Subterranean estuaries (STE) below beaches are biogeochemical reactors that modify the composition of fresh meteoric groundwater and recirculating seawater before they enter the ocean via submarine groundwater discharge (SGD), which can affect coastal ecosystems. Thereby, prevailing redox conditions have a major impact on the concentrations and mass fluxes of water constituents, e.g., nutrients, metals and organic molecules within the STE. Due to the transient nature of the flow and transport within STEs as well as the variable hydrogeochemical boundary conditions, redox zoning in the STE is likely highly dynamic.
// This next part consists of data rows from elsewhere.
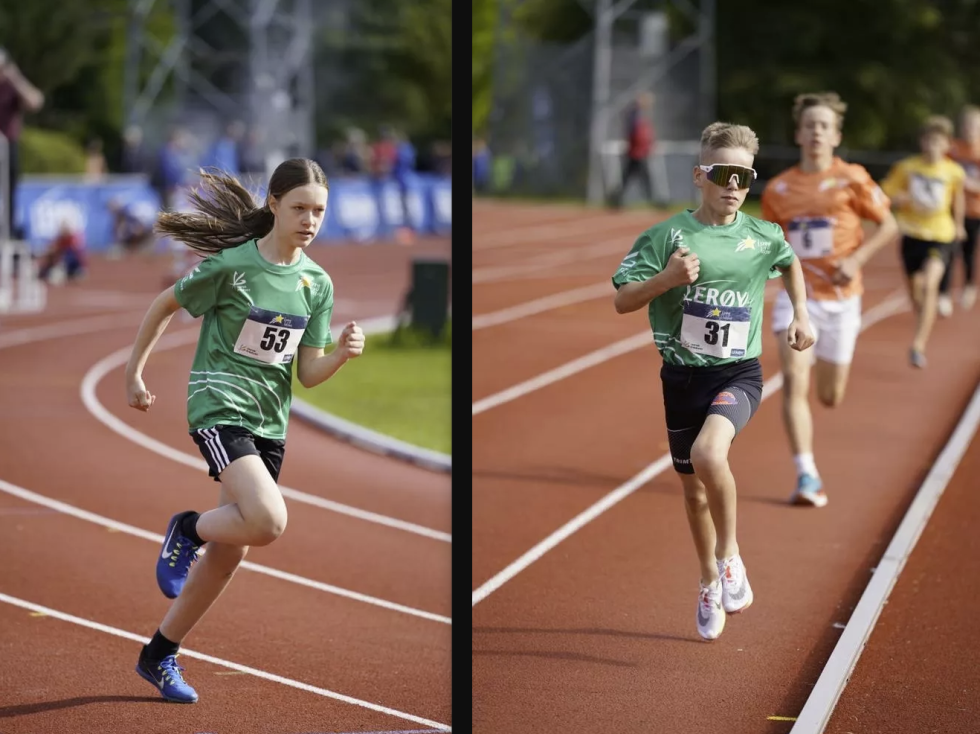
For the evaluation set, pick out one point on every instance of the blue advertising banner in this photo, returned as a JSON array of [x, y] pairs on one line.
[[358, 209]]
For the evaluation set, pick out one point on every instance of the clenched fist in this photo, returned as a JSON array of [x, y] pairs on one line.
[[352, 340], [683, 267]]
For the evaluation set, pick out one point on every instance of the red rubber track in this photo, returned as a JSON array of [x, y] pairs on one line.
[[599, 633], [56, 676]]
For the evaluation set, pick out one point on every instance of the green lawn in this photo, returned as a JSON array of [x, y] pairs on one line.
[[401, 390]]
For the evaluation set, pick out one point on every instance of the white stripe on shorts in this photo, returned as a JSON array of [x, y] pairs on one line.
[[216, 442]]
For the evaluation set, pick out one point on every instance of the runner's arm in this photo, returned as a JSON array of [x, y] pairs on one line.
[[154, 323], [795, 288], [314, 367], [885, 233]]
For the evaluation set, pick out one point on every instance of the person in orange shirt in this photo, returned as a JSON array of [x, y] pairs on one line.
[[966, 152], [820, 203]]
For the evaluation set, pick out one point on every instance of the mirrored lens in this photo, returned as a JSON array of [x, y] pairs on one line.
[[720, 175]]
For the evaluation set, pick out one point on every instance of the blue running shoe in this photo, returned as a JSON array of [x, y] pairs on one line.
[[167, 678], [176, 557], [809, 492]]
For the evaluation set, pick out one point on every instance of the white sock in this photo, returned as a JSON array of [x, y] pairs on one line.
[[805, 465]]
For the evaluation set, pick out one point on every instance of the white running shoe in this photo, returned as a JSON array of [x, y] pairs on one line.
[[736, 592], [945, 306], [711, 614]]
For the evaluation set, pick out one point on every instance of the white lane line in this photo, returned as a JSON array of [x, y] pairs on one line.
[[532, 235], [118, 358], [830, 685], [131, 636], [121, 527], [73, 327], [540, 305], [568, 369], [896, 303], [551, 260]]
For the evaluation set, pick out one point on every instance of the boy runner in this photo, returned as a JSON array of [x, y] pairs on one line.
[[702, 275], [820, 203]]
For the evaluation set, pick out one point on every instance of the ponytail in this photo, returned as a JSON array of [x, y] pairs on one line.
[[226, 216]]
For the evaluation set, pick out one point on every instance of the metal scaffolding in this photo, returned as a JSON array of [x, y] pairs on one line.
[[268, 58], [606, 106]]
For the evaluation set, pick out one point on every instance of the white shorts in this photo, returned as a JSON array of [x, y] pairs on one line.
[[836, 325]]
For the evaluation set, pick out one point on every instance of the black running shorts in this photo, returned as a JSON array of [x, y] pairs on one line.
[[915, 253], [691, 394], [221, 445]]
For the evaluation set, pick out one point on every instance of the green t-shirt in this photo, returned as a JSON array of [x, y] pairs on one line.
[[256, 315], [718, 318]]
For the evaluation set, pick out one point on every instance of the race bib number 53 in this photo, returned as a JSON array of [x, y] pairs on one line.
[[718, 331], [270, 336]]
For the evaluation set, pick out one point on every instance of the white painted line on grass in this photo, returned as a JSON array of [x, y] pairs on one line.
[[895, 303], [170, 341], [186, 652], [540, 305], [822, 701], [121, 527]]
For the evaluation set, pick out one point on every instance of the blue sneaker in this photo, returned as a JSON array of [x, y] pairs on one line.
[[176, 557], [166, 676], [809, 491]]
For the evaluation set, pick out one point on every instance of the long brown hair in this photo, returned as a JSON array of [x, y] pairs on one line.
[[227, 215]]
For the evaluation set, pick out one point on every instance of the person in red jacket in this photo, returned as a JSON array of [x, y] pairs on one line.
[[640, 140]]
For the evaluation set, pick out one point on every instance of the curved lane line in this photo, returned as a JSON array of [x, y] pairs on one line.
[[67, 509], [64, 617], [180, 338]]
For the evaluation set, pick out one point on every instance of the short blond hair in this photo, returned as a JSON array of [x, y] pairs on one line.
[[937, 124], [727, 135], [807, 100]]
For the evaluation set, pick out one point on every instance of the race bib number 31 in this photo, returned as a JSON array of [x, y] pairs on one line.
[[811, 238], [270, 336], [717, 331]]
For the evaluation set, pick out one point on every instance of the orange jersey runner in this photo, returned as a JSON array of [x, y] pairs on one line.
[[961, 152], [821, 214]]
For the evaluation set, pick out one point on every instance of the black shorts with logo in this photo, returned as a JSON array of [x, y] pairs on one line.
[[220, 445], [691, 394], [916, 252]]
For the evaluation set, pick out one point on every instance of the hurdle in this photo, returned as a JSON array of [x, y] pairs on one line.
[[21, 291]]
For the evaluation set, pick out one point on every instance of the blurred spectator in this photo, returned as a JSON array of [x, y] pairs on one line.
[[481, 166], [171, 168], [403, 171], [225, 152], [17, 95], [95, 165], [354, 159], [640, 142], [134, 158], [250, 157], [67, 250], [132, 226]]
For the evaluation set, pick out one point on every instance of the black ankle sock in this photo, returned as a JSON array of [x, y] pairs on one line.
[[188, 528], [159, 648]]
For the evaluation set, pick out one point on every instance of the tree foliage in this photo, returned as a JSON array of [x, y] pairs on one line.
[[893, 61]]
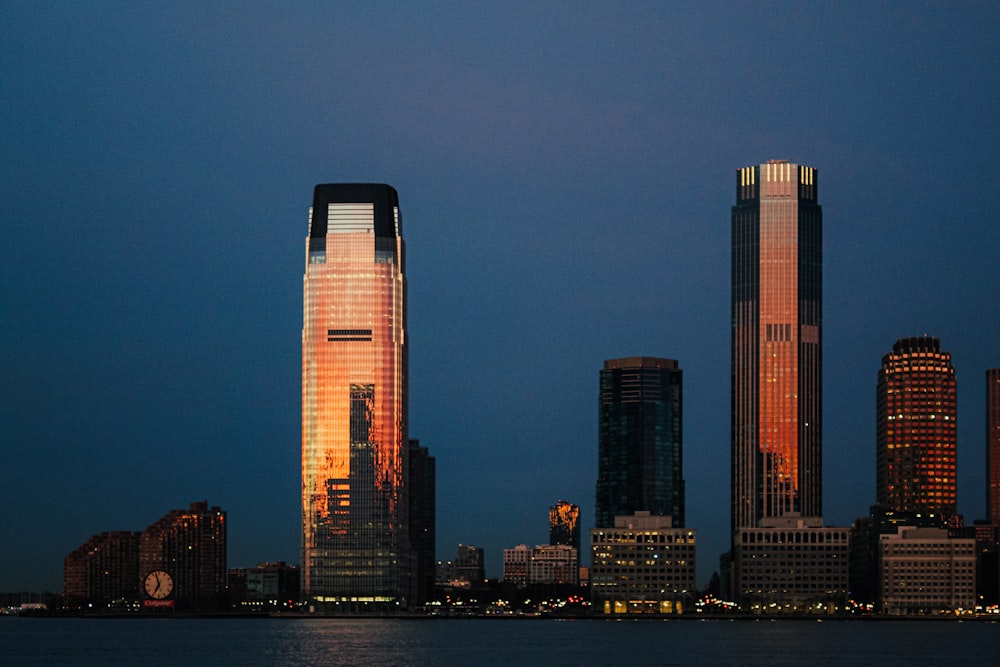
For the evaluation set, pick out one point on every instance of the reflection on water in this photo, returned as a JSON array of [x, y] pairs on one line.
[[361, 642]]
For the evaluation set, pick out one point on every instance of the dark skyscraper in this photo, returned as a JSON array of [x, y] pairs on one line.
[[993, 445], [777, 279], [355, 539], [916, 429], [189, 546], [639, 440], [564, 524]]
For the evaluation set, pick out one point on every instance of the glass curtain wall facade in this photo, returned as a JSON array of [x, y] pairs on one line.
[[355, 546], [777, 280], [993, 446], [916, 429], [640, 465]]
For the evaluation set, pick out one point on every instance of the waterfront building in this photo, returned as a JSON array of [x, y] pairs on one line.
[[865, 540], [993, 446], [924, 571], [642, 565], [916, 429], [189, 546], [777, 280], [554, 564], [355, 530], [543, 564], [515, 564], [423, 521], [640, 465], [103, 572], [470, 564], [791, 565], [564, 524]]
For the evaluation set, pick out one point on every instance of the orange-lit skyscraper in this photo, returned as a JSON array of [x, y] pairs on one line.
[[916, 429], [355, 546], [993, 446], [777, 298], [640, 451]]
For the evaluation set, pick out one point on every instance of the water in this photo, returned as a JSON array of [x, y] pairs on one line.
[[479, 642]]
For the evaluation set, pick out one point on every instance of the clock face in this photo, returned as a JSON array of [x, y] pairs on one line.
[[159, 584]]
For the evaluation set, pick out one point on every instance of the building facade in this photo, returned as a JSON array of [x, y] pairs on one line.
[[777, 243], [564, 524], [993, 446], [790, 565], [640, 465], [642, 565], [470, 564], [923, 571], [355, 541], [103, 572], [916, 429], [422, 486], [557, 564], [190, 546], [515, 564]]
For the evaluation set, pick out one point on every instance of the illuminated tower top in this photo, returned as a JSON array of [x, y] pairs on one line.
[[916, 429]]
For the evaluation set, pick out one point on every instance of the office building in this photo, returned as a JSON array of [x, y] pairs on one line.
[[916, 429], [355, 530], [993, 446], [515, 564], [103, 572], [564, 524], [792, 566], [470, 564], [544, 564], [190, 547], [642, 565], [777, 280], [423, 520], [554, 564], [924, 571], [639, 440]]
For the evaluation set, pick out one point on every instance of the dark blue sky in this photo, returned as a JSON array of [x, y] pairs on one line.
[[565, 174]]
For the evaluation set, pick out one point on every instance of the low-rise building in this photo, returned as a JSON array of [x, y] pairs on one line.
[[642, 565], [924, 571]]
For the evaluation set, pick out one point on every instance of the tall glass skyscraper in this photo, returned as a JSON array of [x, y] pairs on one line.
[[639, 447], [355, 545], [777, 282], [917, 429]]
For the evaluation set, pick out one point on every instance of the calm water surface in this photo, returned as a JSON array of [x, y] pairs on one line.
[[472, 642]]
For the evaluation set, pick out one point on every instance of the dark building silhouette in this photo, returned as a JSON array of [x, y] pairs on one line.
[[640, 465], [190, 546], [422, 492], [916, 429], [564, 525], [993, 446], [355, 515], [470, 565], [777, 299], [103, 572]]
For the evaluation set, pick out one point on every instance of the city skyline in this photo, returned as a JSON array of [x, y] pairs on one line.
[[567, 196]]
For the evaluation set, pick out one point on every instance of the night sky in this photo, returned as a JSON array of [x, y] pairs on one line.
[[566, 174]]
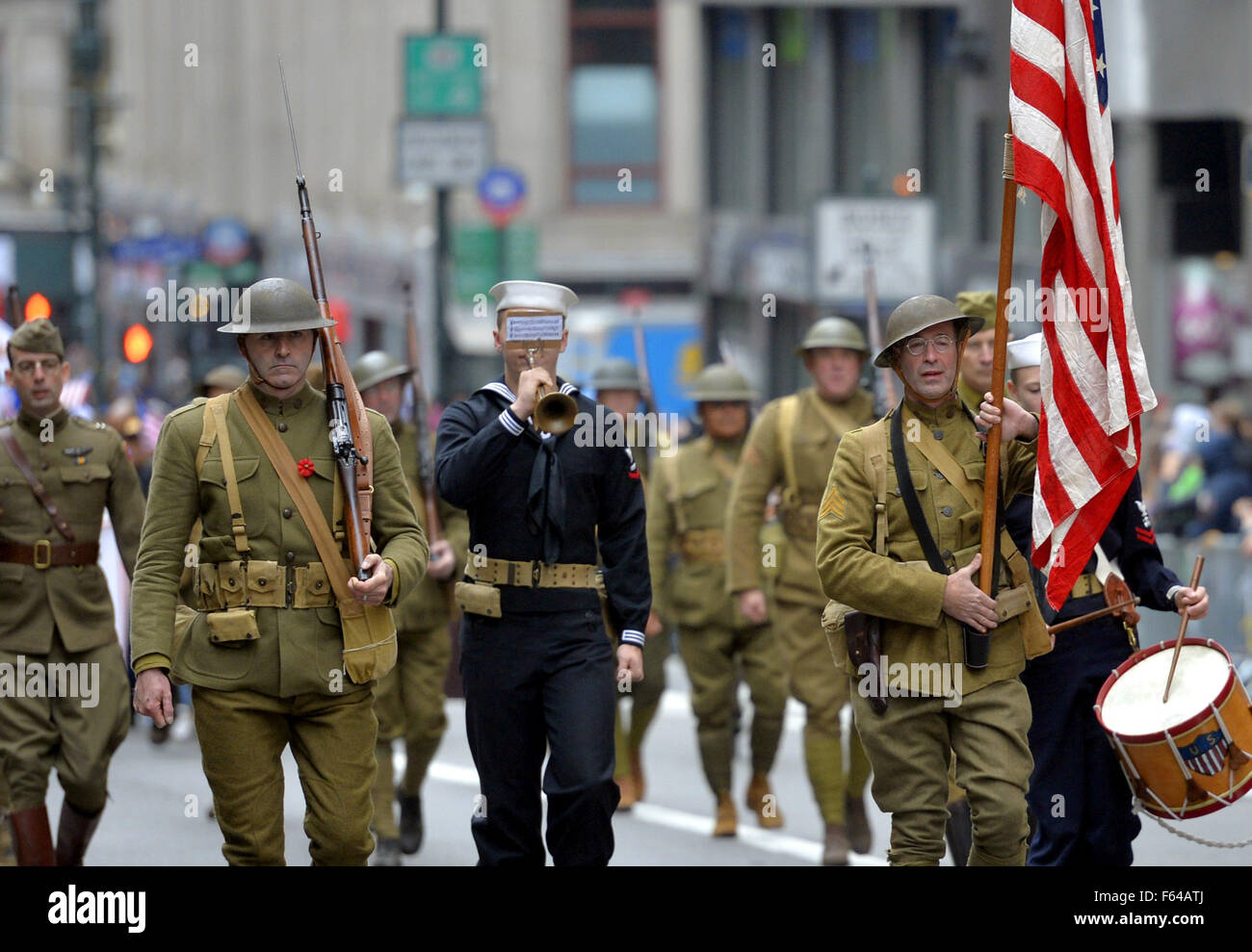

Elucidating the factors that affect redox zoning and its dynamics is essential for the interpretation and understanding of hydrogeochemical data and the prediction of coastal solute fluxes. In the present study we investigated the individual and combined effects of storm floods, seasonal changes of temperatures and groundwater recharge rates, as well as beach morphodynamics on the redox behavior, i.e., redox zoning in the STE in a generic modelling approach. A 2D cross-shore density-dependent flow and reactive transport model was set up for this purpose, mimicking a beach aquifer exposed to high-energy conditions due to high tides, waves and storm floods. The results of this study show that redox dynamics can occur well down to a depth of 20 m. Morphodynamics were shown to be the most important factor for redox zoning in the STE. For cases where morphodynamics are less pronounced, e.g., at low-energy sites, storm floods and the seasonal temperature changes may be dominating. Seasonal changes in meteoric groundwater recharge rates seem to be least relevant for the redox dynamics in STEs. The results of the present study increase the understanding of STEs as biogeochemical reactors.